Sammamish’s leading savior of the threatened kokanee salmon, the only salmon native to Lake Sammamish, is taking the next step to save the species: the restoration of Zaccuse Creek.
Wally Pereyra, who already spent hundreds of thousands of dollars of his own money to restore Ebright Creek and to appeal City of Sammamish approvals of upstream development he believes would harm Ebright Creek, is preparing to restore Zaccuse Creek in cooperation with the local Snoqualmie Tribe and, he hopes, the City.
Planning began several years ago. A June 2012 study with King County surveyed the creek, a culvert that goes underneath East Lake Sammamish Parkway and upstream and downstream from Pereya’s property. The study has several photos illustrating the 25 page report.
Pereyra owns several large parcels of land south of Thompson Hill Road, continuously along the Parkway to his residence.
Project cost estimates have yet to be identified. Pereyra said that the Snoqualmie Tribe and the Sammamish Rotary Club are potential funding sources. Without a project estimate, seeking funding from the City is problematic, but Pereyra is concerned that the pending annexation of the Klahanie area to Sammamish, which becomes official January 1, may inhibit staff time and funding.
“I think this push is very important now before Klahanie is fully incorporated into Sammamish,” wrote in an email. “The addition of that major subdivision community comes with some serious traffic issues that can only be solved with financial and staff resources that the City does not have. Because of commitments made to the folks in Klahanie prior to the vote on incorporation, these public works are going to have a high priority. Therefore, I don’t think we can rely on City funding so will most likely require grant funding.”

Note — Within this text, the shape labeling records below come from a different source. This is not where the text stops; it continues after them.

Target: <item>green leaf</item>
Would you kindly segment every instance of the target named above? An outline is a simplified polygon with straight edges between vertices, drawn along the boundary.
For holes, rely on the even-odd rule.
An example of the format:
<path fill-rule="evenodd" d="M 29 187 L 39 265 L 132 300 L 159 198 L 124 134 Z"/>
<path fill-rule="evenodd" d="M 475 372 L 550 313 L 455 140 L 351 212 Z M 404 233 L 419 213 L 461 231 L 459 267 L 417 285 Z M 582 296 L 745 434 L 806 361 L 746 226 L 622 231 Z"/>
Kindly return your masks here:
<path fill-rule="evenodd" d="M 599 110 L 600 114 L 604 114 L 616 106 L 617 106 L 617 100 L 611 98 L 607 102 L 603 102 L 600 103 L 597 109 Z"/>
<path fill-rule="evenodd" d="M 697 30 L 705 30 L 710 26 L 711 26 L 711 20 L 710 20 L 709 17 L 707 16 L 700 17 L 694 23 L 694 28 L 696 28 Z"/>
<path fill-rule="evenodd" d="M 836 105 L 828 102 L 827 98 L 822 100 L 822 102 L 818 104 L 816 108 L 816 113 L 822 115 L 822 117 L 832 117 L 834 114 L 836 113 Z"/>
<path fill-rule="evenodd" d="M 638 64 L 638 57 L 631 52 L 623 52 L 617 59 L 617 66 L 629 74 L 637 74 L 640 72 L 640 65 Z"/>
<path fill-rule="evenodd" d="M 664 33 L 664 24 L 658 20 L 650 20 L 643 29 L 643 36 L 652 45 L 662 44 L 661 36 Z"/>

Current culverts block returning salmon and need to be replaced. One of the culverts goes under the East Lake Sammamish Trail, Section 2B, that is eventually slated for final development. Section 1 development, from Inglewood Hill Road to the Redmond City Limits, included culvert replacement and the design for Section 2A, from the 7-11 to the Issaquah City Limits, does, too. It’s likely Section 2B will include King County funding for the culvert replacement. This project is years away from proceeding, however.